Pay rates are traditionally set by Congress—the outgoing Democratic House set a minimum staff pay threshold of $45,000/year—but the OCWR regulation does not prohibit bargaining over pay, and the first negotiated contract, with Levin's office, set an average salary for junior staff of $76,000/year. Plus, a number of other working conditions other than pay could be addressed. That includes benefits like vacation and sick leave, funding levels for offices, and rules for dealing with situations like workplace harassment.
The first chance they get, Republicans are attempting to nullify the rights of the employees in their own workplace.
If all nine active offices unionize, that will comprise about 100 workers. But under the House GOP resolution, all of those unionized workplaces and pending elections would be wiped away. The question is whether or not that can be done through a rules package.
The CAA is statute; it holds that Congress cannot exempt itself from federal labor law. Now that the regulations governing the bargaining process are written and passed under House rules, critics of the GOP’s action say that Congress would have to pass a law repealing parts of the CAA and restoring the exemptions.
House members did not write those regulations; they only approved them. The OCWR promulgated the regulations, and only they, according to this argument, could alter them. The House cannot unauthorize the regulations or unwind the collective-bargaining agreements that have already been confirmed.
House Republicans obviously have a different opinion. But it’s unclear how far they’d go to enforce that. It is incredibly unlikely that any Republican office will have staff attempt to unionize, at least in the near term. If a Democratic office believes they remain unionized even after the rules vote, would Republicans go to court to disband it? And who would want to hear that case? This is more of a question of House procedure than labor law, making it destined for federal courts rather than the National Labor Relations Board. And it may be seen as a political question where judges don’t want to intervene.
For their part, the Congressional Workers Union, the umbrella group for organizing staff, has said that they are not viewing the imminent rules package vote as the end of the line. “We organized and unionized offices in the 117th Congress, and we’re going not to stop in the 118th Congress. When we fight, we win, and we’re ready to take on any anti-worker battles that may come our way,” CWU wrote in a tweet.

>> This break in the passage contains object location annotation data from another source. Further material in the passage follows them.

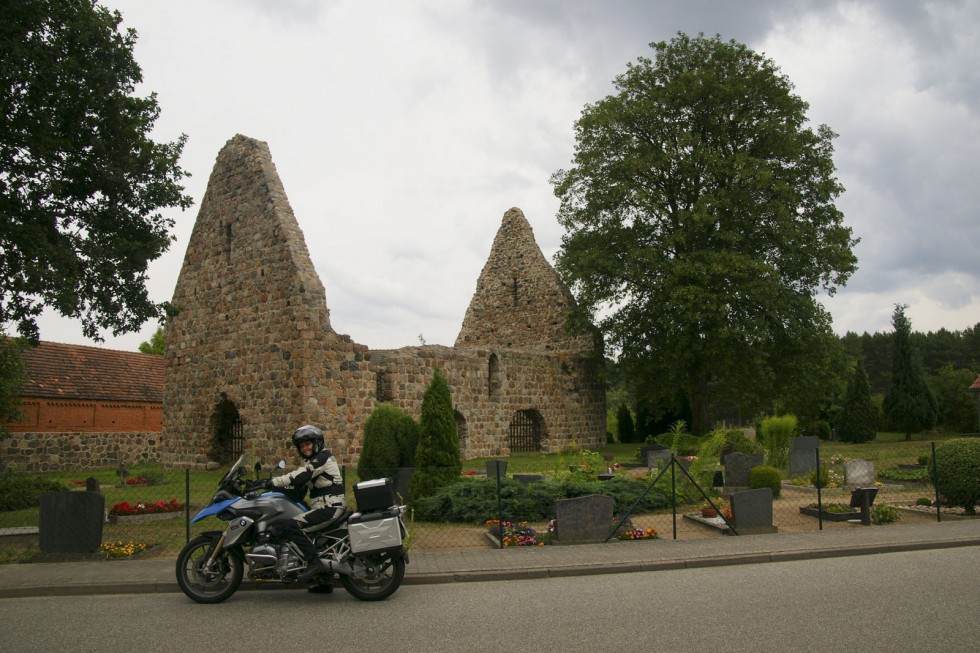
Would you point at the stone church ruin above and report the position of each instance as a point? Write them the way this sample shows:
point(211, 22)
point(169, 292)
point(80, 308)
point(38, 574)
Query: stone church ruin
point(252, 328)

Interestingly, two incoming House Democrats, Reps. Chris Deluzio (D-PA) and Maxwell Frost (D-FL), signaled their endorsement in replies. Either of those offices could provide a test case if staffers choose to organize with their boss’s support.
UPDATE: In a statement to the Prospect, Congressional Workers Union member Taylor Doggett said the union was currently seeking advice from legal and legislative experts on whether the rules package could nullify staff unions. “As of now, we have no plans to stop our organizing drive and this has in fact invigorated workers to want to utilize their collective power even more and cement their seat at the table,” Doggett said.